It was on August, 1950, when Hoodoo Gold Mines, would change its name to the newly incorporated Dunvegan Mines, Limited. Work on the property was shortly after once again resumed in 1951, when an increase in price of zinc had encourage Dunvegan Mines to re-examine the property with regards to its combined gold-zinc potential. It had also been at the same time when Canadian Johns Manville Company, Limited, would prospect the Crawford Lake Area. Most of this was done in search for asbestos that was the company’s main primary target in Sewell Township. Other area that was picked up by Canadian Johns Manville had included claims to the west and northwest of the Crawford River, and a total of 126 claims were held by the company.
Canadian Johns Manville Company, Limited were mostly prospecting and exploring the serpentinites for asbestos. It was during this time period that N. Elieff had sent out samples for nickel analyses in the area that resulted in discovering two nickel showings. These showing would be later further explored by Falconbridge Nickel Mines, Limited, and Jonsmith Mines, Limited. One of the grab samples that was collected from the showing by N. Elieff had returned 2.5% Ni, and 0.01 ounces of Platinum per ton.
By 1951, the old trenches were shortly after deepened and a new trench was excavated, and all were sampled for zinc by Dunvegan Mines. Further descriptions from this work had indicated that gold values had appeared to be present, and had occurred in stringers that carried no sulphides. Some of the best graded concentrations of sulphide values were obtained from narrow quartz-sericite schists. A large precentage of pyrite was the main chief sulphide mineral in a fine, powdery form, that was disseminated throughout and the oxidized material on top of them pans very well. However, further problems would be encountered as the exposed mineralization had not exceeded 2 feet in total width. Its also the remaining sheared and silicified volcanic rocks that carry coarser disseminated pyrite with some concentration along fractures. This material was also reported to have carried low gold values.
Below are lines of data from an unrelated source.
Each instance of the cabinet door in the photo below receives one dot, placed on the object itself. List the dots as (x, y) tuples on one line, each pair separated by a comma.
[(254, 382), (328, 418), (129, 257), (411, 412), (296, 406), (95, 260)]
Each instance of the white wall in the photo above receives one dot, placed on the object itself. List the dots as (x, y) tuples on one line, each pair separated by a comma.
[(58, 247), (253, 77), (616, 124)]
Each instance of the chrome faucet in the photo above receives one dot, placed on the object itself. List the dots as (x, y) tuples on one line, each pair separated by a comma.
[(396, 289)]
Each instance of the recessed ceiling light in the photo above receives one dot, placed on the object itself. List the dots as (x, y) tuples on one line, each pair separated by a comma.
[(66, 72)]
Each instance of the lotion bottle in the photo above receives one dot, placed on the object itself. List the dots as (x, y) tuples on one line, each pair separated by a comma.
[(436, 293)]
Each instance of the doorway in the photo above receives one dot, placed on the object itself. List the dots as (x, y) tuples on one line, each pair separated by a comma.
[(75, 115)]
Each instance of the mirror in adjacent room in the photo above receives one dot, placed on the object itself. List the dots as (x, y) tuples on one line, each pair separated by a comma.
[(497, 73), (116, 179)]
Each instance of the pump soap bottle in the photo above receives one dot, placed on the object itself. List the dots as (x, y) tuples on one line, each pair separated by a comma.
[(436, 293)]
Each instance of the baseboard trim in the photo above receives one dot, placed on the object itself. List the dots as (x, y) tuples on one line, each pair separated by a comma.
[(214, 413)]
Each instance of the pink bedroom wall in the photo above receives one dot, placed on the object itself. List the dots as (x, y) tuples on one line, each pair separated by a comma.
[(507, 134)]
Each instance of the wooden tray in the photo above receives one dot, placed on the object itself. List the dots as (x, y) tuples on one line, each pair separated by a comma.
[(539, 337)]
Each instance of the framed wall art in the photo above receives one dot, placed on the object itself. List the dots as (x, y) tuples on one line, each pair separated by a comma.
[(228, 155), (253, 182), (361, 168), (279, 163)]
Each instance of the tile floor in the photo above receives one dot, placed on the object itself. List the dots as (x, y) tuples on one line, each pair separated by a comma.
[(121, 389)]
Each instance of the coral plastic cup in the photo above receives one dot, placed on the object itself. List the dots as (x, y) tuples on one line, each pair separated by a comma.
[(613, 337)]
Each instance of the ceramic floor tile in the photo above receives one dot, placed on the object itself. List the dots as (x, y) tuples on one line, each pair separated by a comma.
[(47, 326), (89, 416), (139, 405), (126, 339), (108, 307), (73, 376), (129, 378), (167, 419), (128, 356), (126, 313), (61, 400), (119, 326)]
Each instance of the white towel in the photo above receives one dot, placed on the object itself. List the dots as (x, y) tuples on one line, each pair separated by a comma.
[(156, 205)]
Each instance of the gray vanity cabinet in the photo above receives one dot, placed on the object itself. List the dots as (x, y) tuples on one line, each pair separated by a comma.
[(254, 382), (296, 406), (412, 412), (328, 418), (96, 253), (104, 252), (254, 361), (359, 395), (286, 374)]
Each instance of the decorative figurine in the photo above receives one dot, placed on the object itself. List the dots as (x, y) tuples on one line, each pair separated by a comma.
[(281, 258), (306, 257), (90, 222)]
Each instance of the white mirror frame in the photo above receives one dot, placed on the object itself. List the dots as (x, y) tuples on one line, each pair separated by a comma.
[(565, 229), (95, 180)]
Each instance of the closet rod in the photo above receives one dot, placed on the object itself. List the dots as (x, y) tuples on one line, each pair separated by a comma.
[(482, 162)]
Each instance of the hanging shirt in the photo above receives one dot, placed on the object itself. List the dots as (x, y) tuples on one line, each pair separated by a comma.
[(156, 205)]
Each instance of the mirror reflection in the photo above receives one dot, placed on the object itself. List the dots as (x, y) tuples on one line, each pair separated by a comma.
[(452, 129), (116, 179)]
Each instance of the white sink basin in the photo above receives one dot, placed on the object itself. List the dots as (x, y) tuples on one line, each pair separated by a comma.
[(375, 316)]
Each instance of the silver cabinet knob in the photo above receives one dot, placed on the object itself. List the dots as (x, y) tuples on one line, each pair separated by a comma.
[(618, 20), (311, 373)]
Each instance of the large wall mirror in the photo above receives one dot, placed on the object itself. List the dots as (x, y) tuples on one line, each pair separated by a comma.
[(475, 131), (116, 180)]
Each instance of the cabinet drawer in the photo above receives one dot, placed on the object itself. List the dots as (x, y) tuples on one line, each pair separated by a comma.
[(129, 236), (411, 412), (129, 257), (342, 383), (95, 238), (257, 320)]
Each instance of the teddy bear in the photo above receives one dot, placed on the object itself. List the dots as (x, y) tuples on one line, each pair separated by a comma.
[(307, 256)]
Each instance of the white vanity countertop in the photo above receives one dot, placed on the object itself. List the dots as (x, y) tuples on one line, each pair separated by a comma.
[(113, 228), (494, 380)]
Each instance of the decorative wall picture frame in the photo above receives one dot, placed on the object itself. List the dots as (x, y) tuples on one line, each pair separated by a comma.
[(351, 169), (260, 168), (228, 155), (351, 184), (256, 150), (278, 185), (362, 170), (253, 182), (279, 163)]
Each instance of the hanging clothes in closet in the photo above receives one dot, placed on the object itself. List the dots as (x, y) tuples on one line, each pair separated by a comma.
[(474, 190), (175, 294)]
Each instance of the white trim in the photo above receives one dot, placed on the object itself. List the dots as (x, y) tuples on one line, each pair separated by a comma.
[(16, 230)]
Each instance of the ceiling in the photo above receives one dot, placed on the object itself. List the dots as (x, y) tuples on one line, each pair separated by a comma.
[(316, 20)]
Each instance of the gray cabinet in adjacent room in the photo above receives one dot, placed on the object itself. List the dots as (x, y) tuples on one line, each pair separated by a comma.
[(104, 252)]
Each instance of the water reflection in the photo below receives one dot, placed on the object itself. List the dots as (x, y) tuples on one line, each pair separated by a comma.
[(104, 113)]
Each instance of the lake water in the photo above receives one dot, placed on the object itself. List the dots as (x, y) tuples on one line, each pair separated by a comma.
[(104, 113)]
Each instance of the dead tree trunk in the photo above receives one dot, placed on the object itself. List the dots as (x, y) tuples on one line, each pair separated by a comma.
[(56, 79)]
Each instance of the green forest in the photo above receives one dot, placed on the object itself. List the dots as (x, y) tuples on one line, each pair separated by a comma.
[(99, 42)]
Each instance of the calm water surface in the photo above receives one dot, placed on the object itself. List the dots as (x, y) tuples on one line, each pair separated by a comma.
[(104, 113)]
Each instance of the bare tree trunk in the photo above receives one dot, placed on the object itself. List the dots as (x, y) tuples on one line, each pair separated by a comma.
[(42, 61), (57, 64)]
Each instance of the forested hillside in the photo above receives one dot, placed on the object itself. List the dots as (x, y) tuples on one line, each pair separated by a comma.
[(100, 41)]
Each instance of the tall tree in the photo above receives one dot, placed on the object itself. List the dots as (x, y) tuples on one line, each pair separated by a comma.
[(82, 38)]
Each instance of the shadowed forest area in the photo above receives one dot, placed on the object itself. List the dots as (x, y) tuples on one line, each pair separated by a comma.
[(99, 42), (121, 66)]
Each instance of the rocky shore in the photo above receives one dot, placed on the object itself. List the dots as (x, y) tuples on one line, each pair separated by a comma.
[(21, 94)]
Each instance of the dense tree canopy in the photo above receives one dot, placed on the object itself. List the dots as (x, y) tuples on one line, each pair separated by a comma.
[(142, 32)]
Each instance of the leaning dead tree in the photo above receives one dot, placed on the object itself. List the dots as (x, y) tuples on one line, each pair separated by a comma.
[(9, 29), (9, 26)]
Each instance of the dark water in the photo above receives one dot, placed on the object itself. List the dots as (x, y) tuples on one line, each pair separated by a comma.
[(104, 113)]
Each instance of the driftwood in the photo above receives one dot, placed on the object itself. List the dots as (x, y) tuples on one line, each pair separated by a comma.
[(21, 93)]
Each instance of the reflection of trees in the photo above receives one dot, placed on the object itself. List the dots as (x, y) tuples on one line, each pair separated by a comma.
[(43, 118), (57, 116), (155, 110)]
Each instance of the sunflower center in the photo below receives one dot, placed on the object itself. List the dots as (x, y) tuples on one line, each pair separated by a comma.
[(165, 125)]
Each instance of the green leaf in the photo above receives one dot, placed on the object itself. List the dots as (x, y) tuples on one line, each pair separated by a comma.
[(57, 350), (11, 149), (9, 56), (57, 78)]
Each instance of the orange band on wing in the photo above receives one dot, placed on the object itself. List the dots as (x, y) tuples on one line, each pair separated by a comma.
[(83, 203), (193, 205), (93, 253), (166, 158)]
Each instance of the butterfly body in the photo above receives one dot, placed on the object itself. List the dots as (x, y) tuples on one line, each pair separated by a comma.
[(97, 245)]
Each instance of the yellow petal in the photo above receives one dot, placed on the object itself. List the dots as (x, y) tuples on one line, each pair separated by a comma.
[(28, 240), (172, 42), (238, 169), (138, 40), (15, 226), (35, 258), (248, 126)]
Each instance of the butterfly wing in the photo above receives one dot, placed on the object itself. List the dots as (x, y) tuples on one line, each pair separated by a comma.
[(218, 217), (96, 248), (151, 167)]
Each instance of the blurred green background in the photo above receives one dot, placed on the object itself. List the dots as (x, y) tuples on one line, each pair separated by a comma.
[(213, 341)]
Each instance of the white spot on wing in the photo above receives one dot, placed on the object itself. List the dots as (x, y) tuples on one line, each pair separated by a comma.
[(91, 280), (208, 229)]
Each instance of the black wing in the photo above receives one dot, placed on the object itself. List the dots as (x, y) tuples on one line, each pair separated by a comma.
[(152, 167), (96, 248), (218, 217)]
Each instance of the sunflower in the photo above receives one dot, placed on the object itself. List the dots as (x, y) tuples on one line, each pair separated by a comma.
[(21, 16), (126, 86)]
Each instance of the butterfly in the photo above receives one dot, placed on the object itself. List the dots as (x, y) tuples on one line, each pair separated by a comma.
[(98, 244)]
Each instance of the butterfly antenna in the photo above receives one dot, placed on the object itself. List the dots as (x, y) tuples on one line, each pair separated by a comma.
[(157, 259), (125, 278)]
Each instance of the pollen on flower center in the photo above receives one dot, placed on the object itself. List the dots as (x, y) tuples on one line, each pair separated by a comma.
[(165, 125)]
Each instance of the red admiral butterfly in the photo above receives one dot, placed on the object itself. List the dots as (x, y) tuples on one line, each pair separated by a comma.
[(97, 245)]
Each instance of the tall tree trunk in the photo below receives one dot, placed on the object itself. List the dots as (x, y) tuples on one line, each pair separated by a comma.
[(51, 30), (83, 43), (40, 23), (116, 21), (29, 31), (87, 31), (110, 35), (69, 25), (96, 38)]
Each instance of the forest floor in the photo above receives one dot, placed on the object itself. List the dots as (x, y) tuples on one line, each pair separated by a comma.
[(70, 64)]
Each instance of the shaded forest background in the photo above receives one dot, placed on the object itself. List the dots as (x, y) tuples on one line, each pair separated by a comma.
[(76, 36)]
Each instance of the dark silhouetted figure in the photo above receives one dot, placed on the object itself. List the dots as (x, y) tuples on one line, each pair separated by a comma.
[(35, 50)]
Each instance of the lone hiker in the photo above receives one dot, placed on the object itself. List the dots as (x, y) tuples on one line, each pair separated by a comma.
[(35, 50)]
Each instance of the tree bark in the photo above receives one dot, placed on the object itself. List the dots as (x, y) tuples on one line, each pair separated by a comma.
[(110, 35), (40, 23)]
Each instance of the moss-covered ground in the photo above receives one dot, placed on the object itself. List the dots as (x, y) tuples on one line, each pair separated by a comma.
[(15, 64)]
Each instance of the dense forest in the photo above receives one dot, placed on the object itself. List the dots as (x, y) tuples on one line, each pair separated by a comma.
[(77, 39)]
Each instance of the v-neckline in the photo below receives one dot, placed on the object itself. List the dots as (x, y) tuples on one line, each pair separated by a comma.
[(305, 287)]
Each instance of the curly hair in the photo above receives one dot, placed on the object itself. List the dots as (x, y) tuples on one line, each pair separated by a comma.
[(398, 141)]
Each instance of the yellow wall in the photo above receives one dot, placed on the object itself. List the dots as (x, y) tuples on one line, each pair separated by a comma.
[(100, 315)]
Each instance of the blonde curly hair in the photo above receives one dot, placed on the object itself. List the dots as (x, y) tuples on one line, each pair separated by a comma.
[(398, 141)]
A few trenches on the property had disclosed dark brown sphalerite that occurs in stringers of quartz and carbonate, along with granular pyrite. This material had also carried significant low gold values that were present. Zinc generally occurs in the form of dark brown sphalerite, generally associated with quartz and sericite alteration. Distribution of zinc is erratically distributed and was commonly observed in four of the ten trenches that were put down along the mineralized zone. Some sections the sphalerite is generally considered to be massive in form of pods and branching veinlets, that are up to an inch in width. Some sphalerite may also occur as finely disseminated form with pyrite being associated with it.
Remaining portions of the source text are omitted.